Thursday, October 31, 2013

How To Write A File

You probably think that you know how to write to a file. After all, it's pretty simple and you do it many times per day. You open the file, write some data to it, close the file, and you're done. Wrong. This is how you write a file:


  • Create and open a temporary file in the directory you are writing your new file to.
  • Write your data to the temporary file.
  • fsync the temporary file. (fdatasync is insufficient, it doesn't sync the size)
  • Close the temporary file.
  • If any errors happen before this point, delete the temporary file and handle the error as appropriate.
  • Rename your temporary file to the name you want your new file to have.
  • Open the directory containing both files.
  • fsync the directory's file descriptor.
  • Close the directory's file descriptor.
If you open the file that you are writing to directly, several problems happen. If your program crashes before you've finished writing your data, your system is in an inconsistent state. Worse yet, if you overwrote the contents of a previous file with the same name, you have lost that file and you are left with only part of your new file. Any other program that had the old file open will get weird errors due to the unexpected truncation to zero length. By creating a temporary file your new file has its own inode and your old file is left alone.

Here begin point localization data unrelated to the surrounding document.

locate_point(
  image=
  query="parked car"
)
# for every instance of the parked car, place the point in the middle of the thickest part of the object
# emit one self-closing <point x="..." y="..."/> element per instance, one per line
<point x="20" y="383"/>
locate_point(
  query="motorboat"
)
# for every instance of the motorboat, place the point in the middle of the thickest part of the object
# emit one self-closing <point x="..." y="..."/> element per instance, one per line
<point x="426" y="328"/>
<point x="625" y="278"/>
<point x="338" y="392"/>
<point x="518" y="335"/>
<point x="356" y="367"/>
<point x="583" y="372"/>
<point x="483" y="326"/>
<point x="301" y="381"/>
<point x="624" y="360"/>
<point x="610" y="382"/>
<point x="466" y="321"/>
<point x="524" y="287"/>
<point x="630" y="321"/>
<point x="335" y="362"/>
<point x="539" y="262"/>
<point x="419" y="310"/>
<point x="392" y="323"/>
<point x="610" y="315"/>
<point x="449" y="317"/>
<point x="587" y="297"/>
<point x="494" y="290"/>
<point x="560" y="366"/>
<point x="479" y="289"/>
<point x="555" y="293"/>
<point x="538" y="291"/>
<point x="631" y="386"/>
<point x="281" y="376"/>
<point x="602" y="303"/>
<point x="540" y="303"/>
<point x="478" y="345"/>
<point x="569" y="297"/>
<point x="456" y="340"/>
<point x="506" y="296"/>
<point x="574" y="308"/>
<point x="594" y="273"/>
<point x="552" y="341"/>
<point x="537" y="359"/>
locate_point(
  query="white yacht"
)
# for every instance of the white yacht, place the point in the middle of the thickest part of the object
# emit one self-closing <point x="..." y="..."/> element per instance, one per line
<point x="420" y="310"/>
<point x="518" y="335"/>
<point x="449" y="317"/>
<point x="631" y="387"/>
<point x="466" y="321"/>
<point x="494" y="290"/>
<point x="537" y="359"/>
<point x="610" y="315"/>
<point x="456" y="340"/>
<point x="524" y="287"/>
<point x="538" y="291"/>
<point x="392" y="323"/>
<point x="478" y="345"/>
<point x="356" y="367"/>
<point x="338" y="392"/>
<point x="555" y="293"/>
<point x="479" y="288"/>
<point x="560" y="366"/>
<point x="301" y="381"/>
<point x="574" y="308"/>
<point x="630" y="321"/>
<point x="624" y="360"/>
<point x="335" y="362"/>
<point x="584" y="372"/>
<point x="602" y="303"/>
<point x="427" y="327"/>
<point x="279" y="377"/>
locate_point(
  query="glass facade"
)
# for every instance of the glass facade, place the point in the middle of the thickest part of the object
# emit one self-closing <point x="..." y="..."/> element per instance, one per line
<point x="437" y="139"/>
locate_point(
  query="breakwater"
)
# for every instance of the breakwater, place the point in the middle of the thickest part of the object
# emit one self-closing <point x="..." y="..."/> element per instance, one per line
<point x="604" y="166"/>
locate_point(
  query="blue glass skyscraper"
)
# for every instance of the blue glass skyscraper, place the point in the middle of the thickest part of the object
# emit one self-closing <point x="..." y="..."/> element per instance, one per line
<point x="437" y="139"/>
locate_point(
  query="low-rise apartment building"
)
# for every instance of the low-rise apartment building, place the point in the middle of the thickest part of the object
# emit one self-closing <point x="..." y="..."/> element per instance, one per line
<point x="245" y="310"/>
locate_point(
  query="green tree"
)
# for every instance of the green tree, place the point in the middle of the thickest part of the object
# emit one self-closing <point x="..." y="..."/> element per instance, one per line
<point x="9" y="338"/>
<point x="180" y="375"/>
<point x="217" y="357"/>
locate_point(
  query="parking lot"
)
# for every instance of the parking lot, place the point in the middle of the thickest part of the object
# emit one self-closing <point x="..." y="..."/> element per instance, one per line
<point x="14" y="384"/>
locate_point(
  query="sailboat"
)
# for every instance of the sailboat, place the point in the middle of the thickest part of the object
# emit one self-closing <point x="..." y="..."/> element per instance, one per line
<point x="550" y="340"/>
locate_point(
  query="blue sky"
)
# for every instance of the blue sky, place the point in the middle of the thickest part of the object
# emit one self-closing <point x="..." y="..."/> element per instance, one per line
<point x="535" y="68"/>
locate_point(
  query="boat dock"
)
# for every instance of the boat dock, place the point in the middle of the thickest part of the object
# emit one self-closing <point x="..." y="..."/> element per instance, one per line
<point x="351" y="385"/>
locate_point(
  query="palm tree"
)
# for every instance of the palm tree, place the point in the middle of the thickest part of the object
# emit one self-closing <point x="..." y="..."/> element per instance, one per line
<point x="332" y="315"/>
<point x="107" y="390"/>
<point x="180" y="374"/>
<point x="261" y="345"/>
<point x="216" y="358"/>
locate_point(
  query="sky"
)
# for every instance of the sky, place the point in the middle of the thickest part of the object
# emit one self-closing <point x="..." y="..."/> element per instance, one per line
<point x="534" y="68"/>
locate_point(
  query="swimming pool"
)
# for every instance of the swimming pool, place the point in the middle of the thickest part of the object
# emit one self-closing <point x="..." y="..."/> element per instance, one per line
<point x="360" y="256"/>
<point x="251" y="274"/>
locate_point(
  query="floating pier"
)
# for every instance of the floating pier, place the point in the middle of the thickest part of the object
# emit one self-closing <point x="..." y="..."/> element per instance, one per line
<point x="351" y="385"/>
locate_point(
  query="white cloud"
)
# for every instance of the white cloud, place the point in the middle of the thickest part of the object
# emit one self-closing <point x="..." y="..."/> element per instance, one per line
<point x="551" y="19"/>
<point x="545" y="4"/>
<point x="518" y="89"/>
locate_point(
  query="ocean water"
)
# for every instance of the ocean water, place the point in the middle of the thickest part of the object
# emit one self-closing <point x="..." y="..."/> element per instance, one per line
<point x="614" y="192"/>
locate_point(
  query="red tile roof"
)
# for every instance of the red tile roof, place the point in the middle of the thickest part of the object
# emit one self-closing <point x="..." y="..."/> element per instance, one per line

If you don't fsync the file before you rename it you can still get into inconsistent states. Your filesystem journals all of your metadata operations but not your data operations. That means that if you lose power after the rename has been issued, it is possible that the rename will be replayed from the journal yet the data itself was never written to disk, so it's gone forever along with your old file of the same name.

If you write to a temporary file, fsync, and rename you know that:
  • Writing to your temporary file leaves the old version of the file alone (if it exists)
  • After the fsync is complete your data has safely been written all the way through to your disk (unless you have one of those crappy disks that lie about sync, in which case you should throw it away and buy a new disk)
  • At any point immediately before, during, or after the rename operation you have exactly one version of your file and it is complete.
The only remaining problem is what happens if the system crashes before the directory entry edits from the rename get sync'ed to disk. To guarantee that the directory contents are sync'ed you must open the directory and call fsync on the returned file descriptor.

Now you know how to write a file. Go tell all your friends, I'm tired of using programs that get this wrong.